永遠亭の朝は早い。
特に永琳の助手を努める鈴仙は、時には彼女の師匠よりも早く起床する事が多い。
「ふぁ……もうこんな時間かぁ……顔洗おっと」
彼女が寝起きにする事と言えば、勿論洗顔と歯磨きである。
毎日しっかりと歯を磨き、仕事をし、よく遊び、そして人参を食べる。
それがウサギの幸せであり、義務なのだ。
その事を良く理解していた彼女は、てゐのスペルカードの様にあちこち跳ねた髪をバンドで捲し上ると、パジャマ姿のまま洗面台へと歩いて行く。
永琳特製人参風味(高麗人参味)歯磨き粉を歯ブラシに付け、シャコシャコと小気味良い音を立てて歯を磨く。

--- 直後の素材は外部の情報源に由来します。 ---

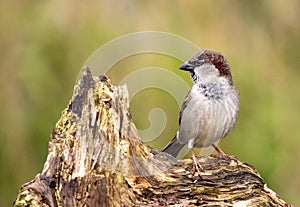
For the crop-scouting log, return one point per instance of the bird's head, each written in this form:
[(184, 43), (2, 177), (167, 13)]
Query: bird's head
[(208, 66)]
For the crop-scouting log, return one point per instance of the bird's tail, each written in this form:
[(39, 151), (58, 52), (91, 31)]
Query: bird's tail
[(173, 147)]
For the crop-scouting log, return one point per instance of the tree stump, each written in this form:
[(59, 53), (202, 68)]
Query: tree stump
[(96, 158)]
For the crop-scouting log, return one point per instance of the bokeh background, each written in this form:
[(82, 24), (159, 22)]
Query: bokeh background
[(45, 43)]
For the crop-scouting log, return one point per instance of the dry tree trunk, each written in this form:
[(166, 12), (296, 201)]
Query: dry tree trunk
[(96, 158)]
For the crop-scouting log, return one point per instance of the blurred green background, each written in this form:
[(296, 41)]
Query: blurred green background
[(45, 43)]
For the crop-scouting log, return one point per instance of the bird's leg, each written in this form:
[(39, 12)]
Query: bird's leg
[(196, 165), (222, 154)]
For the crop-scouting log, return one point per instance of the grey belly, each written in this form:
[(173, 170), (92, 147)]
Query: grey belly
[(205, 123)]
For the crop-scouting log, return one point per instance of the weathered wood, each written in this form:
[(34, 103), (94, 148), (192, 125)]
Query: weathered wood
[(96, 158)]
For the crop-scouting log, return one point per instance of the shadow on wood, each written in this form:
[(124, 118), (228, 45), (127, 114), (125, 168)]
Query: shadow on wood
[(96, 158)]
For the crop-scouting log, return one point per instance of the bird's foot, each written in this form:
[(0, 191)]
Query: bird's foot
[(223, 155), (196, 165)]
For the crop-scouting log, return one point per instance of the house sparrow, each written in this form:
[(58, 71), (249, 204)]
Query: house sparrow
[(210, 109)]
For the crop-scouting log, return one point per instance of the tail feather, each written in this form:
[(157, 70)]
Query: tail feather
[(174, 147)]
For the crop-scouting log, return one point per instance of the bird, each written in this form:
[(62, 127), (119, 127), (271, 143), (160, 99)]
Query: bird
[(210, 109)]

コップに注いだ水を口に含み、口内に溜まった歯磨き粉と雑菌のブレンド水を勢い良く吐き出した頃には漸く目が冴え渡ったのか、今日の予定を頭で組み上げ始める。
「えっと、まずは朝ご飯食べて師匠の実験手伝って、お昼には皆と遊んでおやつ食べてまた遊んで夜ご飯食べてお風呂入って、それから寝る……OK、今日も良い一日になりそうね」
予定が組み上がる頃には洗顔も終え、泡に絡めた皮脂を冷たい水で洗い流す。
口内も顔もさっぱりした彼女は最後の仕事、髪のセットに取りかかった。
「あー……また伸びてきちゃったなぁ」
スミレ色をした長髪を櫛で梳いていた彼女は、鏡を覗きながらそう呟いた。
「さ、て。 じゃあご飯の前に……」
――
永遠亭の薬師、八意永琳の朝も早い。
既に身支度を整えた彼女は朝食を摂る為に食堂へと向かっていた。
カリカリカリカリカリカリカリカリ……
「……ん? 何の音かしら?」
丁度廊下の角に差し掛かった所で、彼女は不審な音を耳にする。
何かを削っている様な音だ。 しかし、こんな朝早くに一体誰が何をしていると言うのだろうか。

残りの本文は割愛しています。